In America, titles of nobility were banned in the Constitution and in our democratic culture. In a society built on notions of equality (the obvious exceptions of Black people, women, Native Americans notwithstanding) no one has access to special carve-outs or exemptions as to what is right and wrong. Claiming them, particularly in secret, feels like a betrayal against the whole idea of equality.
The problem in the modern era is that elites — of all ideological stripes — have violated that bargain. The result isn’t that we’ve abandoned any notion of right and wrong. Instead, by elevating hypocrisy to the greatest of sins, we end up weaponizing the principles, using them as a cudgel against the other side but not against our own.
Pick an issue: violent rhetoric by politicians, sexual misconduct, corruption and so on. With every revelation, almost immediately the debate becomes a riot of whataboutism. Team A says that Team B has no right to criticize because they did the same thing. Team B points out that Team A has switched positions. Everyone has a point. And everyone is missing the point.

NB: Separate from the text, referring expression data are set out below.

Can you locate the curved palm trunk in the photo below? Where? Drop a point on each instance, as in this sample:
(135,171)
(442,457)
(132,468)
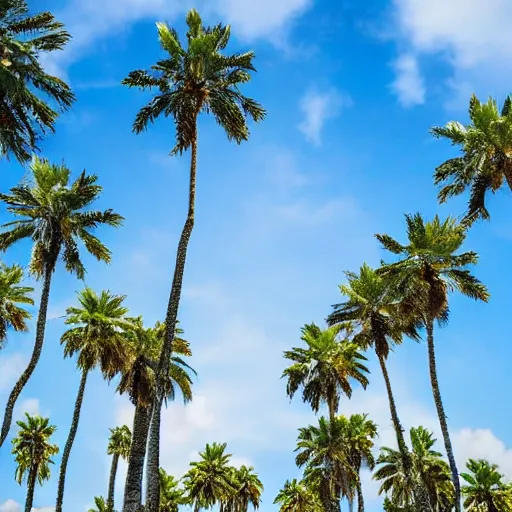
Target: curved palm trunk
(422,502)
(69,442)
(112,482)
(153,494)
(133,486)
(36,354)
(31,485)
(441,414)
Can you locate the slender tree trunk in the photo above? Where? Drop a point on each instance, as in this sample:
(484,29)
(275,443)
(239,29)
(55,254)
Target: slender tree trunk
(69,442)
(440,412)
(112,482)
(422,502)
(133,485)
(31,485)
(153,495)
(36,353)
(360,498)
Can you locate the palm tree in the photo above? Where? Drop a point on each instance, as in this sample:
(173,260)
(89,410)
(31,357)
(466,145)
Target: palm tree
(374,308)
(33,452)
(12,316)
(325,368)
(171,496)
(428,270)
(297,497)
(24,116)
(321,449)
(98,339)
(248,491)
(101,505)
(359,436)
(485,490)
(138,381)
(118,446)
(52,212)
(190,81)
(210,480)
(430,470)
(486,161)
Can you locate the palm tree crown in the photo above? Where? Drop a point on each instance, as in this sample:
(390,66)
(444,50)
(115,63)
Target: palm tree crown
(24,116)
(325,368)
(486,161)
(11,296)
(197,79)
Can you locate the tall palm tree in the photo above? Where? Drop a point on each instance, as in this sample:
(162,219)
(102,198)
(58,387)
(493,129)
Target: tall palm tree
(321,450)
(297,497)
(12,296)
(485,490)
(359,435)
(190,81)
(428,269)
(138,380)
(171,496)
(24,115)
(325,368)
(97,336)
(373,306)
(119,444)
(54,214)
(486,160)
(210,481)
(33,452)
(430,470)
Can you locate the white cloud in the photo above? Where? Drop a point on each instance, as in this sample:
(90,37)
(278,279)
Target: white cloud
(408,85)
(471,35)
(94,20)
(317,107)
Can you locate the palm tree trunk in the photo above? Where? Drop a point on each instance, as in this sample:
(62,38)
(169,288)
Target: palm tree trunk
(69,442)
(133,485)
(112,482)
(153,495)
(360,498)
(422,501)
(31,485)
(36,354)
(440,412)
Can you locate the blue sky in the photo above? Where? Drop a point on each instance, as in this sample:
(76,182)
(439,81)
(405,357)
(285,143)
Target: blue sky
(351,92)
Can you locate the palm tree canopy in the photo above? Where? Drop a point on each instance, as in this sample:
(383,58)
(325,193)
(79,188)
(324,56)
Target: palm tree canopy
(32,447)
(428,468)
(486,161)
(325,368)
(98,337)
(52,212)
(485,488)
(138,378)
(119,441)
(431,266)
(195,79)
(24,116)
(372,306)
(210,480)
(297,497)
(12,316)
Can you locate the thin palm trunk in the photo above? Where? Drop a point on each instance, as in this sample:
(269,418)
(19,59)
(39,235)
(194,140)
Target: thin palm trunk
(133,486)
(31,485)
(36,354)
(153,495)
(69,442)
(112,482)
(422,501)
(441,414)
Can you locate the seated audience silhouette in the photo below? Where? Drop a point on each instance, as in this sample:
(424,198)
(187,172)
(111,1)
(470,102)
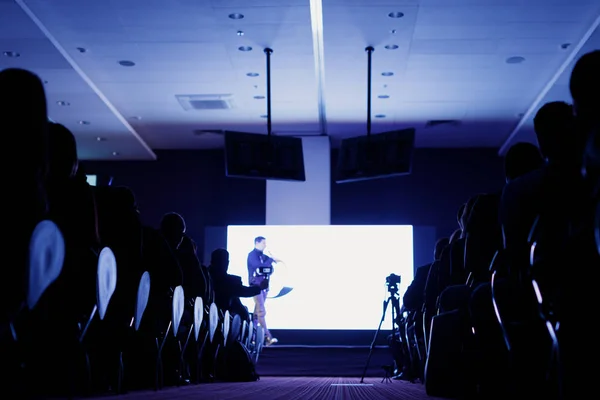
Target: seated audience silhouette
(229,288)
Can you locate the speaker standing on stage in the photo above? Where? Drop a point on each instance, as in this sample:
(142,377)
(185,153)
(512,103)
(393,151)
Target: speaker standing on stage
(256,260)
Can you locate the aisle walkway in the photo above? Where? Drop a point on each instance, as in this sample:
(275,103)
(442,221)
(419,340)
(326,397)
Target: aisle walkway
(296,388)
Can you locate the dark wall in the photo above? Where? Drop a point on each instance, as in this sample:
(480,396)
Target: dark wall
(441,180)
(193,183)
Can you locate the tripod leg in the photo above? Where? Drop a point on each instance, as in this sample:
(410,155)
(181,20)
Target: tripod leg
(385,305)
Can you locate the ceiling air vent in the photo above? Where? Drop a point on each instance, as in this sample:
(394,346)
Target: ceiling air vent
(200,102)
(438,122)
(208,132)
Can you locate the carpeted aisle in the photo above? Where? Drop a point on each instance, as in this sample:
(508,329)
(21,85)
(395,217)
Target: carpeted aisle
(290,388)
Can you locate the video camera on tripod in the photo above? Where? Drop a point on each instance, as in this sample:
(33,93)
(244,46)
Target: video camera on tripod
(392,283)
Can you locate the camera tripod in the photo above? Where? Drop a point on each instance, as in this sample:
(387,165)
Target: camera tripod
(395,301)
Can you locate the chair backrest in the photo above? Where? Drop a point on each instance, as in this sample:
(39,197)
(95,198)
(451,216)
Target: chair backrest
(235,329)
(46,259)
(198,316)
(142,299)
(250,333)
(244,329)
(597,228)
(106,280)
(226,325)
(260,338)
(178,305)
(213,321)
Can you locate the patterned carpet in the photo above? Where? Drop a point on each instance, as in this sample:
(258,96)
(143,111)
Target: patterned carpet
(290,388)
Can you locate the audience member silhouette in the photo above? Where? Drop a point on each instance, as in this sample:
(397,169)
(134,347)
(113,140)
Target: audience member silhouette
(229,288)
(521,159)
(24,132)
(522,198)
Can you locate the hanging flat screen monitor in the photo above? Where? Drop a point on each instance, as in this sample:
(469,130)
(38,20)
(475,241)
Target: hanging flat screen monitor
(381,155)
(257,156)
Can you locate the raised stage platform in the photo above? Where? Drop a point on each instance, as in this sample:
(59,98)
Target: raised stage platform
(329,360)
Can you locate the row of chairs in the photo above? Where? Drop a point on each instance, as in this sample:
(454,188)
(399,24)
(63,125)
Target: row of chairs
(196,335)
(532,295)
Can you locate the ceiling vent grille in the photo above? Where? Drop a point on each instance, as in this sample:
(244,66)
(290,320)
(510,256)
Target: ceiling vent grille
(205,102)
(438,122)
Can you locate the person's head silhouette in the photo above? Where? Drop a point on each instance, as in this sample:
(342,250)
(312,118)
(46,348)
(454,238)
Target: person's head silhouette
(521,159)
(219,261)
(554,128)
(63,161)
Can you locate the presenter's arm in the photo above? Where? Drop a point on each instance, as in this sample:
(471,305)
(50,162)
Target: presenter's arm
(247,291)
(254,262)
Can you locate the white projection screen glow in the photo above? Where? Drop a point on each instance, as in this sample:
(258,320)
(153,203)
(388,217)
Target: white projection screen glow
(337,272)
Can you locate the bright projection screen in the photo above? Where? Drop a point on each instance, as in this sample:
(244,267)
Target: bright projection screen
(337,272)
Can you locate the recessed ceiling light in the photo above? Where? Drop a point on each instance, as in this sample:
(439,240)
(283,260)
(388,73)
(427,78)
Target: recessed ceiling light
(515,60)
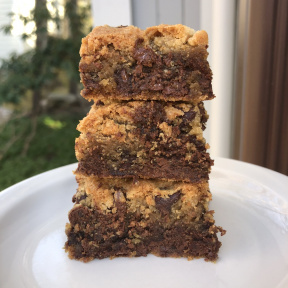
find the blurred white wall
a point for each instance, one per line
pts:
(111, 12)
(218, 19)
(13, 43)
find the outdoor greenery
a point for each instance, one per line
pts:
(52, 146)
(38, 138)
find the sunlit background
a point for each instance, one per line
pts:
(40, 61)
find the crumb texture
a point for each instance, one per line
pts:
(113, 218)
(145, 139)
(166, 62)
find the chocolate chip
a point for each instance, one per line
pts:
(164, 204)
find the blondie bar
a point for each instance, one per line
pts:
(120, 217)
(144, 139)
(165, 62)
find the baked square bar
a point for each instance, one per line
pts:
(165, 62)
(144, 139)
(120, 217)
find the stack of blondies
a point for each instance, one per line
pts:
(143, 163)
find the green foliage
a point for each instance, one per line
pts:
(51, 147)
(39, 68)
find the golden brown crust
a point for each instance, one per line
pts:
(125, 37)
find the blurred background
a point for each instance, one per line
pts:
(40, 105)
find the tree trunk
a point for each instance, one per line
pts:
(41, 14)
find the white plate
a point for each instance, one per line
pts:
(250, 202)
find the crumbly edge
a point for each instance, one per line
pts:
(124, 38)
(120, 218)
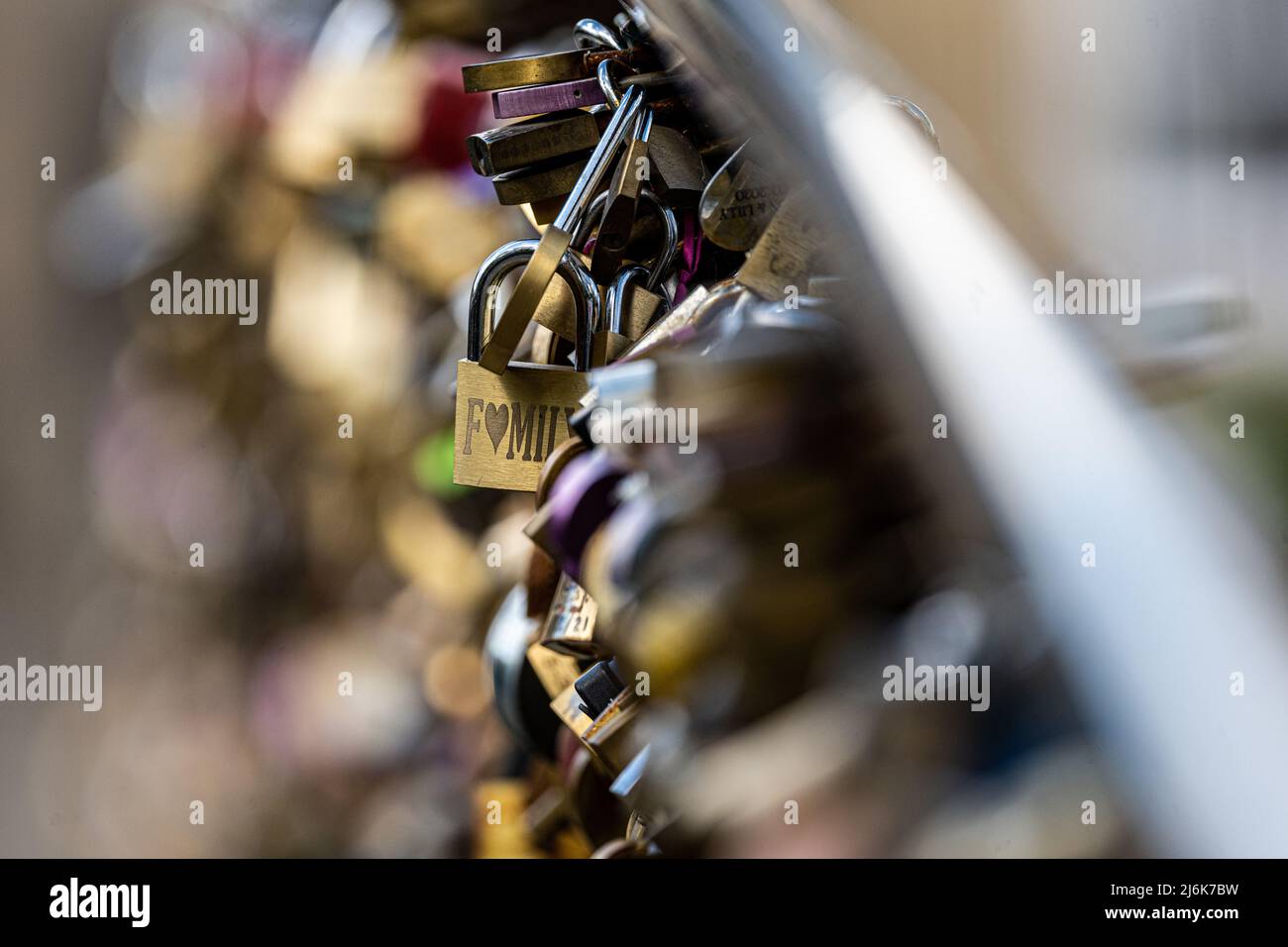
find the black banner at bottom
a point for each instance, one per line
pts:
(558, 898)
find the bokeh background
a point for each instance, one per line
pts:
(323, 554)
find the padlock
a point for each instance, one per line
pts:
(550, 252)
(523, 414)
(643, 305)
(738, 202)
(626, 296)
(623, 196)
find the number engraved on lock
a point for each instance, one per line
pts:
(513, 424)
(570, 626)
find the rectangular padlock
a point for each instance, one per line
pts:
(507, 424)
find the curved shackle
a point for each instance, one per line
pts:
(915, 111)
(614, 300)
(514, 256)
(590, 33)
(574, 210)
(606, 85)
(665, 258)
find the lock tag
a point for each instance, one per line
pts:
(506, 425)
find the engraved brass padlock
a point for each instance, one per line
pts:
(643, 303)
(625, 295)
(507, 424)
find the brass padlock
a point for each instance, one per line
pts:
(643, 304)
(523, 414)
(550, 252)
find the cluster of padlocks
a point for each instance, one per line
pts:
(661, 624)
(686, 575)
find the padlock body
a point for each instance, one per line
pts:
(507, 424)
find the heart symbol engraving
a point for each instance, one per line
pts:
(496, 420)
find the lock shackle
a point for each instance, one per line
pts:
(600, 159)
(514, 256)
(614, 300)
(590, 33)
(665, 258)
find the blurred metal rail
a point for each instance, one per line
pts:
(1184, 594)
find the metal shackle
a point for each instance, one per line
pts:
(590, 33)
(670, 234)
(514, 256)
(614, 300)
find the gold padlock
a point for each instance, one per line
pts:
(507, 424)
(550, 252)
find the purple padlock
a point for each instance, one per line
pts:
(539, 99)
(583, 497)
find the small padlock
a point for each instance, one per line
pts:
(643, 304)
(614, 335)
(523, 414)
(623, 196)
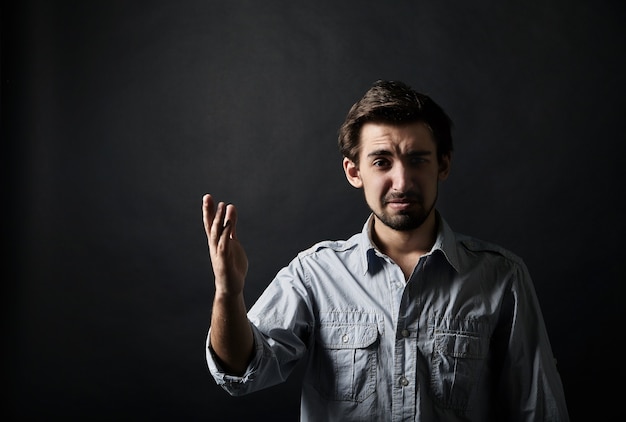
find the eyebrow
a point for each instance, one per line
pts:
(384, 152)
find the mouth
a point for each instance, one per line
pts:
(400, 204)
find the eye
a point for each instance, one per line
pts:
(416, 161)
(380, 163)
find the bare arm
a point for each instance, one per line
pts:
(231, 335)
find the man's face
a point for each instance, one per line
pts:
(399, 172)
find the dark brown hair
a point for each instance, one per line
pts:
(396, 103)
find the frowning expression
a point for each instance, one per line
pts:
(399, 172)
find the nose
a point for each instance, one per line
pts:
(401, 178)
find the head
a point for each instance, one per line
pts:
(394, 102)
(397, 146)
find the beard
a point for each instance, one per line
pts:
(409, 219)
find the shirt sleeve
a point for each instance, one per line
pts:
(530, 380)
(280, 321)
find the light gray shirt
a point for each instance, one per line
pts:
(463, 339)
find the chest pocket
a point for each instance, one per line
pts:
(347, 358)
(459, 350)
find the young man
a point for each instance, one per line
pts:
(406, 320)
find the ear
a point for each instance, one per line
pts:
(444, 167)
(352, 173)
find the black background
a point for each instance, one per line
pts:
(117, 116)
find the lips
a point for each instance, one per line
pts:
(399, 204)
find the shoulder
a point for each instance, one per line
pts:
(332, 247)
(478, 247)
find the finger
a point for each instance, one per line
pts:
(231, 220)
(208, 213)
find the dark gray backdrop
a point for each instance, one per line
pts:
(117, 116)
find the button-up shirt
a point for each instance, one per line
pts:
(463, 339)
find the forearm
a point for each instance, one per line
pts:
(231, 335)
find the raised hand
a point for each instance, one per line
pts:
(228, 258)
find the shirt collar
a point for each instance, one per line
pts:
(444, 243)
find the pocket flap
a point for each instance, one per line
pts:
(340, 336)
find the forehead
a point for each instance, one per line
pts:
(403, 138)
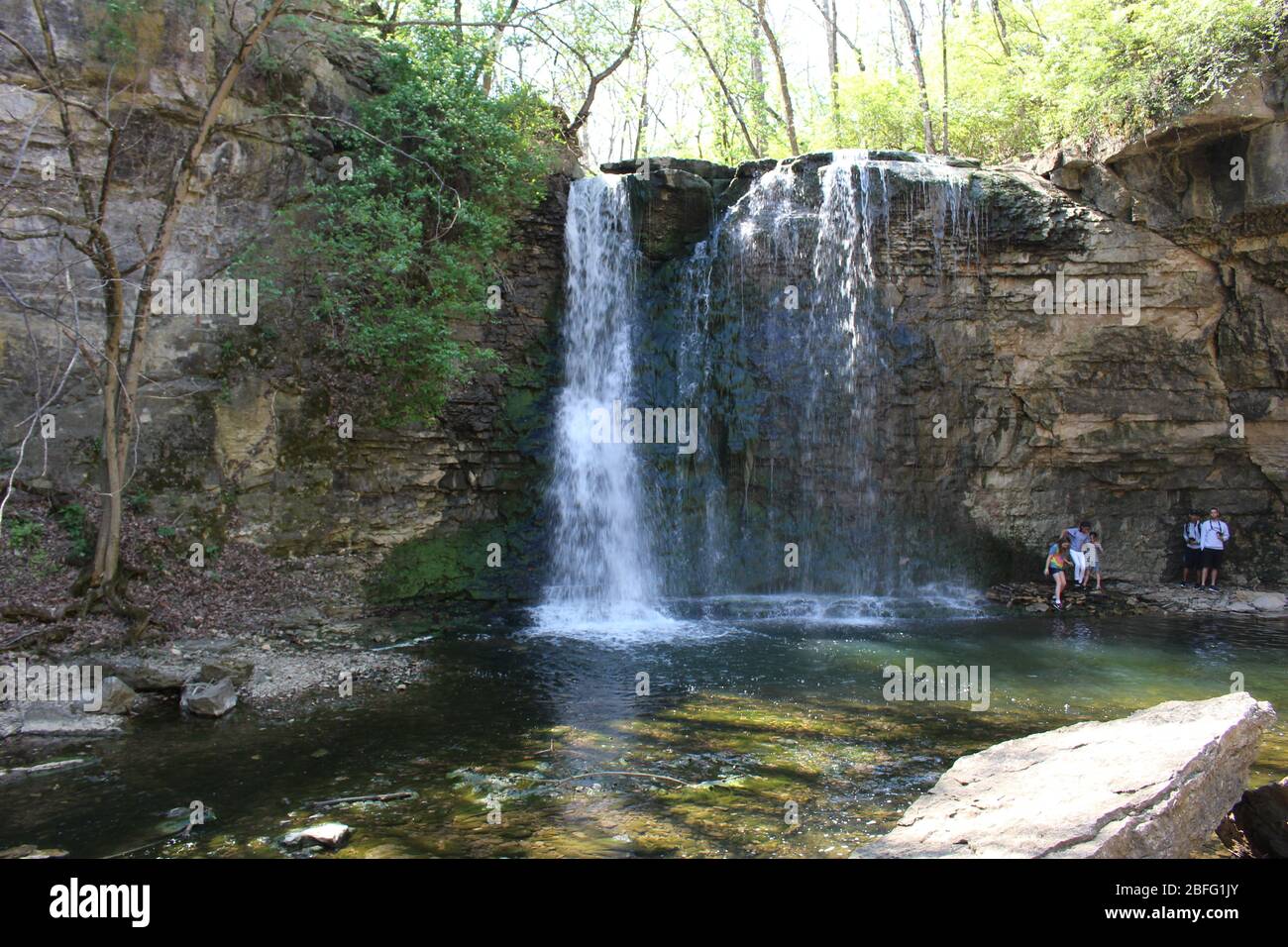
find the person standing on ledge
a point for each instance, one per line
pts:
(1212, 538)
(1055, 566)
(1193, 545)
(1078, 536)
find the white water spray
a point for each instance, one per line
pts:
(601, 570)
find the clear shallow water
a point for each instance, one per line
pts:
(764, 702)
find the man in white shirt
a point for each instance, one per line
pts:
(1078, 536)
(1212, 538)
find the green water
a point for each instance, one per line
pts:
(756, 709)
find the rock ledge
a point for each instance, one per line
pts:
(1153, 785)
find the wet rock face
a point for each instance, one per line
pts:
(1153, 785)
(1044, 415)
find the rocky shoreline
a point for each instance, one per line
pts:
(1142, 598)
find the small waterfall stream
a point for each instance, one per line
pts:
(601, 564)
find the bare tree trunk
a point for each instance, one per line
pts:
(914, 46)
(943, 43)
(642, 127)
(596, 77)
(719, 77)
(894, 39)
(758, 105)
(833, 65)
(1000, 25)
(494, 47)
(789, 112)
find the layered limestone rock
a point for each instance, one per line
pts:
(996, 420)
(236, 444)
(1153, 785)
(1215, 182)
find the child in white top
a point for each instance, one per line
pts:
(1093, 549)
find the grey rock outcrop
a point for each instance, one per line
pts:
(1153, 785)
(330, 835)
(1257, 826)
(209, 699)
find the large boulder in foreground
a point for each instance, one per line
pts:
(1153, 785)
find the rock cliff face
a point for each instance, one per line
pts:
(1128, 418)
(235, 446)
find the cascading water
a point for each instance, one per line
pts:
(601, 564)
(785, 331)
(778, 331)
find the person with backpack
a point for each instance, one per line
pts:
(1055, 566)
(1212, 538)
(1192, 535)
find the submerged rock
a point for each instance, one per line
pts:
(1153, 785)
(330, 835)
(209, 699)
(119, 697)
(56, 719)
(1257, 826)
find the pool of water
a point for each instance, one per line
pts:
(760, 729)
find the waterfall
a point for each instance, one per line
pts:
(780, 333)
(601, 561)
(791, 290)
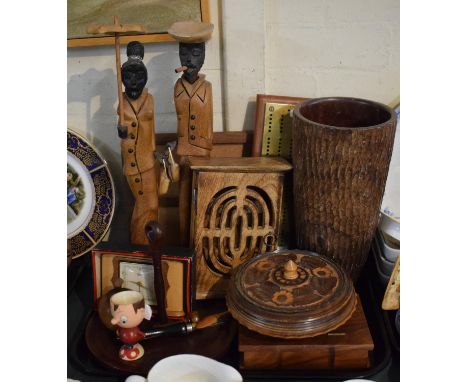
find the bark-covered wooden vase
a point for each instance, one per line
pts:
(341, 154)
(291, 294)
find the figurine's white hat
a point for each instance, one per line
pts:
(191, 31)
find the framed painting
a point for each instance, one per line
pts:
(134, 270)
(156, 15)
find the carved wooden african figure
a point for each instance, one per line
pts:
(138, 143)
(194, 106)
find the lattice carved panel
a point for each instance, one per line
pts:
(235, 217)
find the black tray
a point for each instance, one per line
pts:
(82, 365)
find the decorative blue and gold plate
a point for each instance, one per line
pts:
(90, 195)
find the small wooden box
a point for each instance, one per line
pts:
(236, 204)
(347, 347)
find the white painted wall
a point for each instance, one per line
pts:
(309, 48)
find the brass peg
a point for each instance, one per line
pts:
(290, 271)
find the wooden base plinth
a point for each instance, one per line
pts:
(347, 347)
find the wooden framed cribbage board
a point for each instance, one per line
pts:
(273, 137)
(273, 124)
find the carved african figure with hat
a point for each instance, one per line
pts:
(138, 144)
(135, 128)
(194, 106)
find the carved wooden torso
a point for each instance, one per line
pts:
(235, 215)
(291, 294)
(194, 107)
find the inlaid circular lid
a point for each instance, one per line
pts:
(291, 294)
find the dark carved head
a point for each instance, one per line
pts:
(134, 73)
(135, 48)
(192, 55)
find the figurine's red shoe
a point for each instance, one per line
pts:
(131, 354)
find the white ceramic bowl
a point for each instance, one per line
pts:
(189, 368)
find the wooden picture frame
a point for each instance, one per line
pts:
(178, 269)
(262, 100)
(143, 38)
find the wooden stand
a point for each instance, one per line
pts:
(348, 347)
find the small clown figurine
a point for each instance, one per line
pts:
(128, 310)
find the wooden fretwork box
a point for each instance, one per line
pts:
(236, 204)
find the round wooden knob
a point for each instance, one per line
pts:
(290, 271)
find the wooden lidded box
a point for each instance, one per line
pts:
(236, 204)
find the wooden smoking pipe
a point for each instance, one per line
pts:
(190, 325)
(180, 69)
(154, 234)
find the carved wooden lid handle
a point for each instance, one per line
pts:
(290, 271)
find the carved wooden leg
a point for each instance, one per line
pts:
(185, 186)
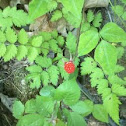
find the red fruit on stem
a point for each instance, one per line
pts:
(69, 67)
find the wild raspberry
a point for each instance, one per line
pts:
(69, 67)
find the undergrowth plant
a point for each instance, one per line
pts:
(59, 100)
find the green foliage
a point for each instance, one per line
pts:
(56, 15)
(39, 8)
(88, 42)
(106, 56)
(18, 109)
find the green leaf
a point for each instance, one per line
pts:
(11, 52)
(74, 119)
(34, 69)
(54, 74)
(100, 113)
(45, 78)
(106, 56)
(56, 15)
(88, 42)
(2, 49)
(11, 35)
(83, 107)
(113, 33)
(111, 104)
(90, 16)
(43, 61)
(18, 109)
(40, 7)
(31, 120)
(118, 9)
(68, 91)
(32, 54)
(72, 11)
(2, 37)
(37, 41)
(88, 65)
(71, 42)
(97, 20)
(119, 90)
(30, 106)
(47, 91)
(22, 36)
(21, 52)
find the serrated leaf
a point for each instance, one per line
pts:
(18, 109)
(111, 104)
(2, 49)
(37, 41)
(40, 7)
(54, 74)
(88, 65)
(11, 52)
(2, 37)
(106, 56)
(83, 107)
(71, 42)
(30, 106)
(56, 15)
(21, 52)
(34, 69)
(75, 119)
(31, 120)
(119, 90)
(43, 61)
(45, 78)
(22, 37)
(100, 113)
(90, 16)
(68, 91)
(113, 33)
(11, 35)
(88, 42)
(32, 54)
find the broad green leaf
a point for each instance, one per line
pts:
(11, 35)
(83, 107)
(113, 33)
(71, 42)
(22, 36)
(54, 74)
(74, 119)
(100, 113)
(68, 91)
(45, 78)
(106, 56)
(34, 69)
(31, 120)
(38, 8)
(30, 106)
(21, 52)
(88, 42)
(111, 104)
(2, 49)
(11, 52)
(18, 109)
(43, 61)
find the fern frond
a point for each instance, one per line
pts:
(90, 16)
(21, 52)
(97, 20)
(10, 52)
(56, 15)
(11, 35)
(22, 37)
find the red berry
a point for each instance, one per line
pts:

Sure, hypocrisy is a moral failing, and partisan inconsistency is an intellectual one. But neither changes the objective facts. This is something you’re supposed to learn as a child: It doesn’t matter what everyone else is doing or saying, wrong is wrong. It’s also something lawyers like Mr. Blanche are supposed to know. Telling a judge that the hypocrisy of the prosecutor — or your client’s transparency — means your client did nothing wrong would earn you nothing but a laugh.